Winter Mindsets
Every year around this time in Cleveland, there is a meme circulated on social media about Ohio’s 12 seasons. This year, here in mid-March, I think that we have passed first winter, fool’s spring, second winter, and are now likely in spring of deception.
I mean, I’m really hoping we are there or maybe, just maybe, beyond. I wouldn’t mind skipping over third winter.
For the first time in about nine years, it was a real winter here from the start of January through the end of February. Snow on the ground that didn’t melt. Sidewalks and driveways that were continuously icy. Salt and snow melt shortages at hardware stores. Snow days out of school. Cold days out of school.
It was a lot even for me. Through my decade in Cleveland, I have developed a fairly strong “positive winter mindset”, a concept I have taken away from exposure to information about how the Scandinavian cultures think about winter. The key is not only to accept winter, but also to embrace it as a special time. It’s part of a cycle of nature and life, and a time that allows for rest and restoration before the seasons that bring back light and warmth.

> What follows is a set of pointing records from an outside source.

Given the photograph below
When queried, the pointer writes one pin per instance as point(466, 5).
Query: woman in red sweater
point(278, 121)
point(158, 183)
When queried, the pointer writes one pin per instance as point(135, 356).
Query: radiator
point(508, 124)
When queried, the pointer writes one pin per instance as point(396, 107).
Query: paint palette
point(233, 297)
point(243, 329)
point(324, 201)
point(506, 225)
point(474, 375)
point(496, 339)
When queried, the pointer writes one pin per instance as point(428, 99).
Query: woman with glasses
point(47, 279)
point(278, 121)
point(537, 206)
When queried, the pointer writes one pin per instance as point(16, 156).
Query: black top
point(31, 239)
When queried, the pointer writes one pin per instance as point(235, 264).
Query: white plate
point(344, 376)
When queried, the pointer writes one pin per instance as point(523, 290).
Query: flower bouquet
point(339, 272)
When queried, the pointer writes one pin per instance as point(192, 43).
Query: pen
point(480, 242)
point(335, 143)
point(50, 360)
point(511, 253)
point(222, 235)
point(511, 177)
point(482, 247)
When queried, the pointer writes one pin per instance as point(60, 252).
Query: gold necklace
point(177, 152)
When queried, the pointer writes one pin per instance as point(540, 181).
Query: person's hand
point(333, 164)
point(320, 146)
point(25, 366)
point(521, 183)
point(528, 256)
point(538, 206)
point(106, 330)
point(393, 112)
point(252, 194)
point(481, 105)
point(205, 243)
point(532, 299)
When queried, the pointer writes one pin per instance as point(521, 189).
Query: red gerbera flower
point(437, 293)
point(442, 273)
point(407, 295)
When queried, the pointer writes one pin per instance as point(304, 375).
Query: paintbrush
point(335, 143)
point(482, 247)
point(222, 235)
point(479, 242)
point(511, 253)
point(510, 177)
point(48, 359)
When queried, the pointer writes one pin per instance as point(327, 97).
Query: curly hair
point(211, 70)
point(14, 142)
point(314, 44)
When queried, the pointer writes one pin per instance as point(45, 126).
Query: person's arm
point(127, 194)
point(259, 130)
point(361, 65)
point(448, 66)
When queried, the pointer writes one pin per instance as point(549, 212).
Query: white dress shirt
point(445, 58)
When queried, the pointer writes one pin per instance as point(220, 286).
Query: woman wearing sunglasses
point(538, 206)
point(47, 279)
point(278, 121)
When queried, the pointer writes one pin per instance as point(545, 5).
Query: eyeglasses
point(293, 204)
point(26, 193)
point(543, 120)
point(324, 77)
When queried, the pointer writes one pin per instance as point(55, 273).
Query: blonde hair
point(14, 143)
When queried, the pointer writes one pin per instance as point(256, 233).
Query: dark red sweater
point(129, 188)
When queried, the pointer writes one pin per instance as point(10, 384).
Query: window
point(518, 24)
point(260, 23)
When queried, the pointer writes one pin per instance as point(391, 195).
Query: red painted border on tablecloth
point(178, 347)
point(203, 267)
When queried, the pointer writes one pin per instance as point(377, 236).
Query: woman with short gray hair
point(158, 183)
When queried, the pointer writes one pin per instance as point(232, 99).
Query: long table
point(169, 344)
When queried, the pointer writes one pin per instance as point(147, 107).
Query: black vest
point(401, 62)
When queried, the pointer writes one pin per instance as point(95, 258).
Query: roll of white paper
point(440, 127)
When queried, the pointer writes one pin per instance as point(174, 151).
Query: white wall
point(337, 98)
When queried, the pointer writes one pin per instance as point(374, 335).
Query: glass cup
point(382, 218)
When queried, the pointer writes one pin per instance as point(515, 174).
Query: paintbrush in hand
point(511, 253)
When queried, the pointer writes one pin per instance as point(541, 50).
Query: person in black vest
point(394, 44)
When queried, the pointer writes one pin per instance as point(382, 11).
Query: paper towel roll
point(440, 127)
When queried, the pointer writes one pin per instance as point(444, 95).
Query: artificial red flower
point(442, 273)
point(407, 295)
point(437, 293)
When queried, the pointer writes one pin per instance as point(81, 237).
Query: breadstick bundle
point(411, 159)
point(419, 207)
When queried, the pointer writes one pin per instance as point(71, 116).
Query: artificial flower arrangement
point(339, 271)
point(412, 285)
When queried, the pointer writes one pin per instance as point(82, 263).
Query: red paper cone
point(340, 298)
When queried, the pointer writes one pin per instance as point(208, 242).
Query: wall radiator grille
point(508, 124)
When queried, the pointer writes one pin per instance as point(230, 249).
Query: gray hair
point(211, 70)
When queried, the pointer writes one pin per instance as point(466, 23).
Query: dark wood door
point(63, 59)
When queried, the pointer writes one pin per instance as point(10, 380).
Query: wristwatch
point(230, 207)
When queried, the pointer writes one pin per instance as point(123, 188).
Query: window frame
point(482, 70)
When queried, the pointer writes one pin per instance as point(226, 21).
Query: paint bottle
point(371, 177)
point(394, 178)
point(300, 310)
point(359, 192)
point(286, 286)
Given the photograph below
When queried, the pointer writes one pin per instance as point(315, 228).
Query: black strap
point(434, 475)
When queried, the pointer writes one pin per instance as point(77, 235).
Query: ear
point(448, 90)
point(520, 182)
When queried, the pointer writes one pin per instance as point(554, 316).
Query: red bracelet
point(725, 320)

There are two different Scandinavian approaches to embracing winter time that have gotten traction in the mainstream and social media in the past five years. One is to get happy inside. This is the concept of hygge among the Danes and koselig among the Norwegians. While, like everything these days, there has been effort to commodify the concepts – the candles! the fluffy throw blankets! the woolen socks! – the concept is not focused on the things that make us cozy.
Instead, it’s the feelings and emotions of comfort, belonging, and togetherness that lead to coziness. Time at home, with loved ones, not only offers protection against the weather outside, but offers time to strengthen relationships which, time and time again, has been shown to be the bedrock of happiness.

The other approach is to get happy outside. This the concept of friluftsliv among the Swedes, a word that roughly translates to “open air life”. This less known word and concept first started to appear in the US media during the pandemic when people across the globe were figuring out ways to spend time and be together outdoors.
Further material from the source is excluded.